As companies such as United Healthcare leave the marketplace, other organizations with experience living with the much more austere payments offered by Medicaid may take their place. An example is the recent announcement by Children’s Community Health Plan that that it would be offering policies on the exchange. Children’s already offers Medicaid plans.
Extending the number of states that offer Medicaid to everyone making less than 138 percent of poverty is likely to be a longer slog. The potential beneficiaries are known for not being politically active, so they are easy for politicians to ignore.

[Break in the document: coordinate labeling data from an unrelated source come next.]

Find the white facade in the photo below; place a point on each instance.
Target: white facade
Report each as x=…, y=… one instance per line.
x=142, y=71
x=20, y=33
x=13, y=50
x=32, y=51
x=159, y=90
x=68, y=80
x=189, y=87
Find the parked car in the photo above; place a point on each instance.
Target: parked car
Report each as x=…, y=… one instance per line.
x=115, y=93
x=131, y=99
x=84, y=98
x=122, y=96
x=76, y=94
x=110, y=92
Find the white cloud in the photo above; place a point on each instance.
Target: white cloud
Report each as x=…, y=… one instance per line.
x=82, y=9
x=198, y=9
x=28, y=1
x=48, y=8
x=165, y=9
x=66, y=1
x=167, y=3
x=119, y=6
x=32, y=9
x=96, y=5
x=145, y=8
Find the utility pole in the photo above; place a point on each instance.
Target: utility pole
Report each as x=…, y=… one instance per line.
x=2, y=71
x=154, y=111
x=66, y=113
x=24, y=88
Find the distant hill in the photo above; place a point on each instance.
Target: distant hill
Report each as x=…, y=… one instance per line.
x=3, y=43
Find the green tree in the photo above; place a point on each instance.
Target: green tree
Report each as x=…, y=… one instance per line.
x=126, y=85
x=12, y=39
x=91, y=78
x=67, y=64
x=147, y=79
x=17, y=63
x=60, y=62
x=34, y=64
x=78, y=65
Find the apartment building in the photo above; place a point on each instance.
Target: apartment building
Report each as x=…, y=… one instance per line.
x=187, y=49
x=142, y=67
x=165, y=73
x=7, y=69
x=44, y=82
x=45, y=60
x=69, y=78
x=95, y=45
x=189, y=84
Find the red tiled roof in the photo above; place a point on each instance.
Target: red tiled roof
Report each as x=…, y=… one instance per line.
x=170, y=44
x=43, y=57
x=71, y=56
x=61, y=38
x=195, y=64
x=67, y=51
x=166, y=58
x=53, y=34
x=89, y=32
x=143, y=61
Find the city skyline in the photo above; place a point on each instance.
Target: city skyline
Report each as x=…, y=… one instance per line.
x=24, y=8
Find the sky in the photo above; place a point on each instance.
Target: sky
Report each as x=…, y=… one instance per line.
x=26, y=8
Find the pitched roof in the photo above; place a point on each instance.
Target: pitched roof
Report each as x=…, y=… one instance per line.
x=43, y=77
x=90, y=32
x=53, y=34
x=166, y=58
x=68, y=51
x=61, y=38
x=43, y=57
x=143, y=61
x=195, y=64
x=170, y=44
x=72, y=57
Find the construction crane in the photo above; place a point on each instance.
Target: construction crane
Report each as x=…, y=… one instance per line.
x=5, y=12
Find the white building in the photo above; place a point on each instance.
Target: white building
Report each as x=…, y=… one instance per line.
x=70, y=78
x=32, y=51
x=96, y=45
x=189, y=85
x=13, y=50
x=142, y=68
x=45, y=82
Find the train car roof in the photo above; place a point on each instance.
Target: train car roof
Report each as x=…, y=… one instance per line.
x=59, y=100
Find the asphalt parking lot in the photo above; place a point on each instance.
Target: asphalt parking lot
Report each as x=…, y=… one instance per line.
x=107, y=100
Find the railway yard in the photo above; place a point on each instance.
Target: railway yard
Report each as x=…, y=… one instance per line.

To the extent that Republicans have been willing to suggest alternatives to the ACA, they have turned out to be non-solutions. An example is the proposal to allow people to buy health insurance across state lines. The result would lead to insurance companies establishing their base in the state with the weakest regulations and selling insurance nationwide, much as credit card companies are based in South Dakota or incorporations take place in Delaware. It is ironic that those claiming to support states’ rights would desire a solution that would gut state regulation, leaving only federal requirements on health insurance policies.
In a less polarized political environment, adjustments to major legislation like the ACA would be routine. The unwillingness of people like Schneider and Trump to offer either adjustment to the ACA or a viable alternative is both a symptom and a cause of the polarization that makes solving problems so hard.